Here’s another idea: if Google wants a better user experience, how about having Adsense ban those ridiculous, misleading ads with a big button that says ‘download’ on them. That, in my opinion, would have been much more direct and effective.
The one good thing is that Google states that it is possible to recover from Panda. I put in a reconsideration request, stating in a somewhat rambling paragraph what I think happened and what I had done about it.

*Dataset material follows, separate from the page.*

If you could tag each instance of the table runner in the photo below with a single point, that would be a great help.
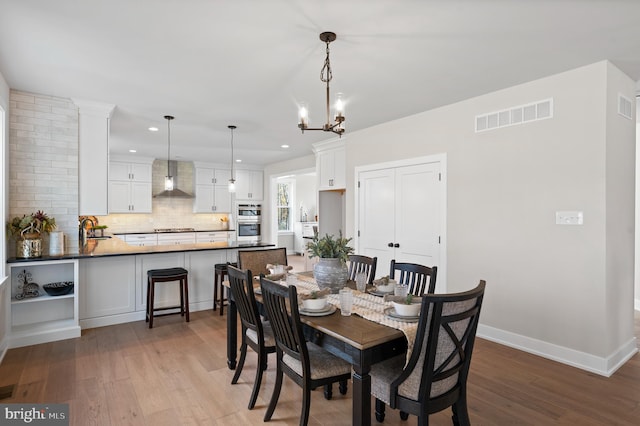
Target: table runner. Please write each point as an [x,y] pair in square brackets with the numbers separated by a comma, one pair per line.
[367,306]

But here’s the thing: aside from there being no guarantees that anything at all would ever be done to change the situation, it could take weeks or months for an update that might ‘fix’ this. Now, while big sites or corporations might be able to take a hit for one, three, six, twelve months or what have you, a blogger like myself cannot. I provide content for ‘free’ and today as things stand it is a net cash drain (despite the fact that May and June were both excellent revenue months for us). When I decided to blog rather than continue working I had no idea that this sort of disruption to the environment that I exist in could happen, and today I feel like a chump, like two years of work were taken away at one fell swoop. I seriously wonder if I should stop wasting my time and start looking for a job. And the sad thing is, I feel like it was so needless and unnecessary.
Moreover, the more complicated and opaque SEO becomes, the more of an edge bigger sites which have SEOs and developers have, such that they would be better able to figure out what went wrong and implement remedies (while smaller sites, like this one, languish in a state of uncertainty.)